Professor develops portable solar generator

Professor develops portable solar generator

UH prof Shay Curran develops portable solarShay Curran, an engineering professor at the University of Houston, is on a solar innovation roll.

In addition to a self-cleaning coating for solar panels he and a team of researchers has developed, Curran is working to commercialize a solar power generator he developed after Hurricane Ike left him and his family without electricity for days in 2007.

“I started looking into the expense of solar,” he said. “And I found that the installation and labor makes up a huge percentage of the cost of a system. So, I thought about how to eliminate that cost.”

In thinking about it, Curran decided the most elegant solution would be to develop a solar generator people can use when they need or want it that the can fold up and store in the shed when they don’t or when it’s being threatened by extreme storms.

The portable system solves for multiple issues in solar deployment, he said.

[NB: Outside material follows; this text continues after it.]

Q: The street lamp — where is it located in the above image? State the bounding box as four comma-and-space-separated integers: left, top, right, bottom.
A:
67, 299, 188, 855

Homeowners won’t have to worry about recovering their investment when they sell, he said.

“If you’re offered a job somewhere else, you just pick it up and move it from town to town with you,” he said. “It wouldn’t even matter if you owned your house.”

In the system he developed, he used lithium-ion batteries to store power so the generator would work day and night. The 5-kilowatt generator produced enough power to keep the lights, refrigerator and air conditioner running in his Texas home.

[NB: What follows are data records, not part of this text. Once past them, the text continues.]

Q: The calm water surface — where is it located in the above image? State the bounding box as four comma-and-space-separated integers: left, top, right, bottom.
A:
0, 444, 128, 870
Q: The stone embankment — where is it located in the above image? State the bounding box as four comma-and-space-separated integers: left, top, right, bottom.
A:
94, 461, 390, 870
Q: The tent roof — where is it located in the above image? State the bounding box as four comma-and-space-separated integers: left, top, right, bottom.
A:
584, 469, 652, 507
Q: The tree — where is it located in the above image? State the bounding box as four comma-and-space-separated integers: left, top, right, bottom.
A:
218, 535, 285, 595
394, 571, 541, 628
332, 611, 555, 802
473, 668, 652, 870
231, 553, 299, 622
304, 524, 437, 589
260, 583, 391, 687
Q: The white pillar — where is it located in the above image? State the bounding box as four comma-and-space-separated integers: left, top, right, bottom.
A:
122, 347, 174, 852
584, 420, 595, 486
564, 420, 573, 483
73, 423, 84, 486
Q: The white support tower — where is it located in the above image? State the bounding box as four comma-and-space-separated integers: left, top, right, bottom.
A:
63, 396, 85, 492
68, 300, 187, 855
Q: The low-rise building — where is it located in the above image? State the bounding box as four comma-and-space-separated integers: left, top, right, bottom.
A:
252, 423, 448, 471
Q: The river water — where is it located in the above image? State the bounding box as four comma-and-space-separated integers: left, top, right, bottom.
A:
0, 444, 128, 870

It would make solar less risky and less of a commitment.

“Have you ever flown over Florida?” Curran asked. “I make a habit of looking for solar on roofs when I fly.”

There is very little rooftop solar in Florida, Curran said. He speculates that it’s because homeowners are afraid to install a system for fear a hurricane would wipe it away.

Beyond making solar easier to adopt in the US, he said it would be beneficial to people in developing countries, where it could be deployed cheaply to supply power for whole villages.

Curran said he’s working with several companies interested in purchasing his technology and commercializing it.